7. Contacting You to Request More Information
In addition to filling out lead magnet forms and the like, prospects may also use your website’s “Contact Us” form to learn more about what you have to offer. This is another behavior that leaves little doubt about whether a prospect would be open to more information, because they are proactively requesting it.
Be careful with these particular leads, though — many marketers and sellers incorrectly assume that a request for contact equates to a sales qualified lead. Unless the prospect is directly and specifically asking for a demo, pitch, or other one-on-one time with a sales rep, it’s safest to treat them as an MQL until their behavior indicates more serious interest.
If you’re still generating your list of what makes a lead marketing qualified, think about this: What behaviors do you see from your prospects when they start thinking about solving their problem? Chances are good that, between sales and marketing, you can easily come up with a handful of activities that indicate an interested-but-not-ready-to-buy lead.
How to Nurture MQLs to Become SQLs
It’s an exciting moment once you start realizing how many of your leads are marketing qualified. The next thing your business needs to systemize is how to nurture the MQLs to become sales qualified.
The first and most important thing you can do in this regard is — wait for it — align sales and marketing. It’s worth repeating again because it’s simply that important.
Once you’re confident that your sales and marketing teams work together like a well-oiled machine, with complementary goals and targets, there are also specific things your teams can implement that will help move the most qualified prospects through the MQL stage and into SQL status.
Lead scoring is beneficial not only because it helps you place leads on the spectrum of qualification, but it can also guide your team on how to interact with each type. In the example shown above, leads were grouped by points and received certain kinds of content and contact according to how many points they had. A lead-scoring system can help your team with three important distinctions:
- It can help your team avoid being overly pushy with leads who are not yet ready to buy.
- It can help your team identify which leads are receptive now to more nurturing.
- And it can allow your sales time to easily pinpoint which leads are ready to buy imminently.
Knowing where each of your leads sits on the spectrum is always the first step in knowing how to nurture them.
Email drip campaigns are a highly effective way to offer targeted, personalized content distribution at scale.
They can take the form of a marketing “choose-your-own-adventure” sequence, where each subsequent content offering depends on the action the buyer takes immediately prior.
Drip campaigns are customizable and can take virtually infinite intricate forms, depending on how you design the campaign. There are informational drip campaigns, educational ones, and even win-back campaigns for leads who have become disengaged.

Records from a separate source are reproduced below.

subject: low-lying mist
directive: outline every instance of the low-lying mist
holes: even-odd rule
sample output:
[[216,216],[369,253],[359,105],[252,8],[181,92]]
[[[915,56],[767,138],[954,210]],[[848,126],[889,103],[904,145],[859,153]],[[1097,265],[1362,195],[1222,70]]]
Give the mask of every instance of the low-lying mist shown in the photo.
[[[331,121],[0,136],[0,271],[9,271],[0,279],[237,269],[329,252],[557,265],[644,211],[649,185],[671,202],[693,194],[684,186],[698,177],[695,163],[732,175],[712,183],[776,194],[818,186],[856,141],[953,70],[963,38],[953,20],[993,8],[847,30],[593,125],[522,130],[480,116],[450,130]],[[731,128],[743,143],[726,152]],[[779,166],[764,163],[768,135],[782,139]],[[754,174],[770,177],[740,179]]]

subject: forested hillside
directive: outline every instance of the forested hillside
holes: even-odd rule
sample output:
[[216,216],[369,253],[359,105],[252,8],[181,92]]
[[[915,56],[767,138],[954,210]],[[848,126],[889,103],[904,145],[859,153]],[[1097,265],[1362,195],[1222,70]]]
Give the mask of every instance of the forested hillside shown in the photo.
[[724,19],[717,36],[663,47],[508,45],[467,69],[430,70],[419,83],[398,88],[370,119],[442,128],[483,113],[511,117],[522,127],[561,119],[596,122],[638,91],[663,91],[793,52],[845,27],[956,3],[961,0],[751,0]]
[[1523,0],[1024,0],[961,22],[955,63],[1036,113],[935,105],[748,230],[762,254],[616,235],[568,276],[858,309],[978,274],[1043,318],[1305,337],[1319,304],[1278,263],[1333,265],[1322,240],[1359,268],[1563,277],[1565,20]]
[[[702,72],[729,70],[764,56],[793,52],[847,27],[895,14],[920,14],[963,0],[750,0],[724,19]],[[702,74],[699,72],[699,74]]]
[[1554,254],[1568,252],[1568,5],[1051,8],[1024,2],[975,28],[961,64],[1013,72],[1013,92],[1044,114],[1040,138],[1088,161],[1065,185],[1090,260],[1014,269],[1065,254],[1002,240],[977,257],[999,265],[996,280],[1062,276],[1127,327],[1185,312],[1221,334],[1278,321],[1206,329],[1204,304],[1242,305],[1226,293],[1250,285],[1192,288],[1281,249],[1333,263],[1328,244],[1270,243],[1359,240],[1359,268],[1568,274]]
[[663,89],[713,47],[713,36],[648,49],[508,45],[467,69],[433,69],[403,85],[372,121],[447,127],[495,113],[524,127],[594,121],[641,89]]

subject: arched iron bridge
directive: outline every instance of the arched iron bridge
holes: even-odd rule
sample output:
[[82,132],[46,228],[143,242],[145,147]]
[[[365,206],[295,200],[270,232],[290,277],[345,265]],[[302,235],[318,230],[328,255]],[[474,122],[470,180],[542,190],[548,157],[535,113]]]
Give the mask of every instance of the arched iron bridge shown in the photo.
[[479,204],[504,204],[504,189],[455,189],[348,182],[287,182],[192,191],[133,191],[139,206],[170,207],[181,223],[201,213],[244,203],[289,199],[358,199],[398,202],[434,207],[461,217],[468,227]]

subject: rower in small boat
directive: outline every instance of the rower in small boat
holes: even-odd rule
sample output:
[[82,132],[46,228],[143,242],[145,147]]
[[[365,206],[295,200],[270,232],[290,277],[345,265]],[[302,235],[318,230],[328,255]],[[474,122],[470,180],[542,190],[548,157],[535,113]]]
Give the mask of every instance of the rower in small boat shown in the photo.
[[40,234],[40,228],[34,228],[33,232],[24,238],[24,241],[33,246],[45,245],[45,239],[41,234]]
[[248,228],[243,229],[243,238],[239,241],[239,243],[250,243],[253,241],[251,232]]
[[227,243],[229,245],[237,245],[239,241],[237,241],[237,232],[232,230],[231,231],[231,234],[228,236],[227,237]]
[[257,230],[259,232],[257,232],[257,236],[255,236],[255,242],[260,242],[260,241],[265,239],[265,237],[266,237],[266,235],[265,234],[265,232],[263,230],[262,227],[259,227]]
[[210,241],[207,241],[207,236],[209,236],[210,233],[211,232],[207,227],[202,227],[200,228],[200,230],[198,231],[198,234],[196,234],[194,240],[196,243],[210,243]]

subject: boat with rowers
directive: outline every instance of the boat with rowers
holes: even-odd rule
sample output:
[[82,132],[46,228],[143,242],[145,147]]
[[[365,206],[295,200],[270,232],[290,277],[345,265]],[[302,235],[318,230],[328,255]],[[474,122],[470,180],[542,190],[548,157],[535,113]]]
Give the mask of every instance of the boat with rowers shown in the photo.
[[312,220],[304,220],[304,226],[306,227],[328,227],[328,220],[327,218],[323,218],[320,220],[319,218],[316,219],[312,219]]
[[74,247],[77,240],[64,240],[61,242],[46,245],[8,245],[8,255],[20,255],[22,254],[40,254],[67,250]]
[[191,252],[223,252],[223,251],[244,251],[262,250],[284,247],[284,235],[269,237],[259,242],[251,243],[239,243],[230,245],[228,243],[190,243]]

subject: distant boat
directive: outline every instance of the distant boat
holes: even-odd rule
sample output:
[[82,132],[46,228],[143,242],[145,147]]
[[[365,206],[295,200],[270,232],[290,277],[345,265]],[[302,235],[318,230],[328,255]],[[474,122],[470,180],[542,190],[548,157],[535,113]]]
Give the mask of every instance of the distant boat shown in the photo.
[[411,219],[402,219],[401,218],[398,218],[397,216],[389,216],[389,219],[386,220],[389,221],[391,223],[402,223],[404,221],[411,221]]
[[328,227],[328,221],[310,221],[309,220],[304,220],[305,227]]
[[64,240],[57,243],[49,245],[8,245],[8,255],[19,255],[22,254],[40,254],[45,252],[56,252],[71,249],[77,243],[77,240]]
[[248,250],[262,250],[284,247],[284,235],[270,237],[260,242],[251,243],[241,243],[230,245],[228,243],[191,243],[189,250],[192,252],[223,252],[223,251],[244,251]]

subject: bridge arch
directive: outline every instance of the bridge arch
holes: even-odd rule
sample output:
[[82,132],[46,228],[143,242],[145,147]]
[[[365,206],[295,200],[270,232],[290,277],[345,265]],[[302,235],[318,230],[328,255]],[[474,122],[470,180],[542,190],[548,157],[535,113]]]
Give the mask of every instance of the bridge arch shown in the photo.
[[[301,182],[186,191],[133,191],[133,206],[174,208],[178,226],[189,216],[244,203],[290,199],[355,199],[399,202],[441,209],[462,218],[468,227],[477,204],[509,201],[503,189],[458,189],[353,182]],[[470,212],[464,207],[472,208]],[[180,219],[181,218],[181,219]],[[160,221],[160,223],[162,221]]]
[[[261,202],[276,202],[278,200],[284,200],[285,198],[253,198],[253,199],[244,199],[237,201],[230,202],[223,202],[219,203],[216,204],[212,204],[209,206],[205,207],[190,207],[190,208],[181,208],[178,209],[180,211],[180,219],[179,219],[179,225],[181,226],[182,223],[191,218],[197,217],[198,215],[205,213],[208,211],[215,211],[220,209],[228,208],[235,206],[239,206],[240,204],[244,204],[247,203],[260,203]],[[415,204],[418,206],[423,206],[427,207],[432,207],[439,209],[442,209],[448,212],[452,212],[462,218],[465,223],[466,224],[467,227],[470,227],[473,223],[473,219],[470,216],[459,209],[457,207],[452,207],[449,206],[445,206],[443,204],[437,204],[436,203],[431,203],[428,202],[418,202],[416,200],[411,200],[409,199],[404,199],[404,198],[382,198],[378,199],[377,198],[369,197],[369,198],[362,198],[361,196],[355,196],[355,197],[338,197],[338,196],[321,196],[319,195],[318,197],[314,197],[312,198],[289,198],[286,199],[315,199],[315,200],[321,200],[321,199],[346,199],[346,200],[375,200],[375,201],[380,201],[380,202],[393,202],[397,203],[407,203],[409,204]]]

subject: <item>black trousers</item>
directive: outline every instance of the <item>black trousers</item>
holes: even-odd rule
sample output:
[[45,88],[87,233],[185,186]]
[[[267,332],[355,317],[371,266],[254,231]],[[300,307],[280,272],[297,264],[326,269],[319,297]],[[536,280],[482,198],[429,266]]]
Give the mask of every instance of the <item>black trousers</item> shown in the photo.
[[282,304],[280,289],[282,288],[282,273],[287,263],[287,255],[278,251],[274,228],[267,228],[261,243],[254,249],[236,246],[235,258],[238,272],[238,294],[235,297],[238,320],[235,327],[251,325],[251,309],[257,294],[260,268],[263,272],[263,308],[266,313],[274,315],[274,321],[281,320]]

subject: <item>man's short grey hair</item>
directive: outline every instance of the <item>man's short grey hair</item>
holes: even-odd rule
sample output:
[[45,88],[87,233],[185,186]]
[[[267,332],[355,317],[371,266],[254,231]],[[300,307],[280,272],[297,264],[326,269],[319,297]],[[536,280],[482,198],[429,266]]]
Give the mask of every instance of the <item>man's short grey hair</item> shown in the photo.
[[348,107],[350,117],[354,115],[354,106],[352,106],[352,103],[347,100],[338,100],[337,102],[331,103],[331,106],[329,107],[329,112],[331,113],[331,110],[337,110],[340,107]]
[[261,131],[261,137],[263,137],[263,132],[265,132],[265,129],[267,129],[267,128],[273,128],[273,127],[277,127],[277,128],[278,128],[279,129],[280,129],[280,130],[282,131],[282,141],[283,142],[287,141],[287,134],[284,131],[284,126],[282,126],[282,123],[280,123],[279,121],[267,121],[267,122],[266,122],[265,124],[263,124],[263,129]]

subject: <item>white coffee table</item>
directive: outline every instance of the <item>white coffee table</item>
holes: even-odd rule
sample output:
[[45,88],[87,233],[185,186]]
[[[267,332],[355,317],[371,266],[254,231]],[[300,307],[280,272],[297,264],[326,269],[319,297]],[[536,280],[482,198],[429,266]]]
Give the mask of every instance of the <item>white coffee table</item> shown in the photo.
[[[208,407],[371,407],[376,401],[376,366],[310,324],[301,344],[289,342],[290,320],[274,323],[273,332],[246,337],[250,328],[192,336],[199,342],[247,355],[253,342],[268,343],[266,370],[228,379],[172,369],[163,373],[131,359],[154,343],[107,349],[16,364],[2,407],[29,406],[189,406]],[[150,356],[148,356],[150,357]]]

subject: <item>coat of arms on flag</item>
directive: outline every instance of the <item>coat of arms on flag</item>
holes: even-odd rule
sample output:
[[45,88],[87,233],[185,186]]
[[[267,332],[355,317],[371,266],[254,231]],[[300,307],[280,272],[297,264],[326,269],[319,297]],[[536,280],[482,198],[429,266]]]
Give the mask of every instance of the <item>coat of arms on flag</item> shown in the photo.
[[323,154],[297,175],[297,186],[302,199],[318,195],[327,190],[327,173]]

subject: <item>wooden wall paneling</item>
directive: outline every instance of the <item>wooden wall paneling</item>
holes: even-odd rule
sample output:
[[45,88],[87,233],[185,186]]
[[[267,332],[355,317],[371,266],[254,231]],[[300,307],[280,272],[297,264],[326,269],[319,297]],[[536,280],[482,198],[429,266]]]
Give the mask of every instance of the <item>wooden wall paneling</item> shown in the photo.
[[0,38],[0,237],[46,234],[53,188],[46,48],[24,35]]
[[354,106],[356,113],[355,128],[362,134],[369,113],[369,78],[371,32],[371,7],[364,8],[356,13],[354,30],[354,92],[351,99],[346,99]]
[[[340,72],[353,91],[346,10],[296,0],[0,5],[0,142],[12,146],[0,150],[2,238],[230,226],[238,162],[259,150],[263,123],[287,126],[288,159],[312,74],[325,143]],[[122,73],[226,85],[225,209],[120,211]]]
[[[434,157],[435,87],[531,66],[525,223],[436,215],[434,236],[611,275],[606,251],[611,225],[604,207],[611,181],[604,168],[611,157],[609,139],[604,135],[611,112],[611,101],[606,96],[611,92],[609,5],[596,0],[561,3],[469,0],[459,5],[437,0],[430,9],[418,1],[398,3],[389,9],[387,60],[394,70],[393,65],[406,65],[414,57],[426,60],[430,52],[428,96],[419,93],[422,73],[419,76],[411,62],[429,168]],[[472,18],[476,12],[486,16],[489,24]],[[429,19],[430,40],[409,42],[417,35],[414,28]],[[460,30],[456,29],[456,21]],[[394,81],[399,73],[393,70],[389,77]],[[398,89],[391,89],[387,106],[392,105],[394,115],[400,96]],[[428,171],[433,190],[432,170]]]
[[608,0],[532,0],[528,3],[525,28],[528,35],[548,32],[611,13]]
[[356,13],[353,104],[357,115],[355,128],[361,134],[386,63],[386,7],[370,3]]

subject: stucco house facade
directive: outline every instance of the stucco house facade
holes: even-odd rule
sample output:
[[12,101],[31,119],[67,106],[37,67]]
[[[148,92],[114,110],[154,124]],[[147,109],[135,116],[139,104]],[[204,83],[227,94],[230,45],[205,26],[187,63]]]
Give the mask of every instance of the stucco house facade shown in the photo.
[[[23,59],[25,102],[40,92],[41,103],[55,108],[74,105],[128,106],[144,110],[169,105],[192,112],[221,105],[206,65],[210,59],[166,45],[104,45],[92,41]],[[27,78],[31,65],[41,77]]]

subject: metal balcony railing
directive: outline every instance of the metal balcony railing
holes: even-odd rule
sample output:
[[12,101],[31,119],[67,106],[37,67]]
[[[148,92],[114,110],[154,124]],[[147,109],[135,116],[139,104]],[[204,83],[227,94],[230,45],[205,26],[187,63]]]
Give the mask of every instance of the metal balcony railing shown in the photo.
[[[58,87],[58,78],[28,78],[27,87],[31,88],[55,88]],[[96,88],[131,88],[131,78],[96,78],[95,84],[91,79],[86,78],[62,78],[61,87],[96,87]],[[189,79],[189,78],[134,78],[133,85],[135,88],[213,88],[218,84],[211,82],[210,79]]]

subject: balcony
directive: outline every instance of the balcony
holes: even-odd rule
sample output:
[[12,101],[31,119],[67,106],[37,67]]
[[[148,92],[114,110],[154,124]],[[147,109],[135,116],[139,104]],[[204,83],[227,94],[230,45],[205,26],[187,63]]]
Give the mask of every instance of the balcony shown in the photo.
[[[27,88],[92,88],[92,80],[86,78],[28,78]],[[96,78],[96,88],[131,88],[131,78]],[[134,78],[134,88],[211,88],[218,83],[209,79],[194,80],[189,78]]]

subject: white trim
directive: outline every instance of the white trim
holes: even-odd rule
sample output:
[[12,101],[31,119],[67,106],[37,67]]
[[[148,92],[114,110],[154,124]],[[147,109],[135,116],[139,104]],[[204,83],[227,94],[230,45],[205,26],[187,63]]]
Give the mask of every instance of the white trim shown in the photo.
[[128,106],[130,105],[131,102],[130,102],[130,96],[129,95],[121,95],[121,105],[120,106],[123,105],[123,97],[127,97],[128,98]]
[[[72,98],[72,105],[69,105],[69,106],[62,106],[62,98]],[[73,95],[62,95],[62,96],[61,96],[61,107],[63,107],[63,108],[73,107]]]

You can use an attachment tracking service to help you know how engaging your content is for each type of lead.
With the right tech tools at your fingertips, you can also design your website to cater to specific leads. Some marketing software will allow users to integrate their lead-scoring system and subsequently present specific proven CTAs according to how engaged the visitor has been.
This is more of an advanced strategy, but worth keeping in your back pocket as you continue to optimize your automation efforts in lead distribution — smart CTAs have been shown to perform 202% better than standard ones.
As you work to nurture more leads into sales-ready status, think about what factors customers typically base their purchasing decision on.
Why do they choose you over other options? What are some of the common characteristics of your closed-won deals?
The answers to these questions will help you reverse-engineer your nurture strategies.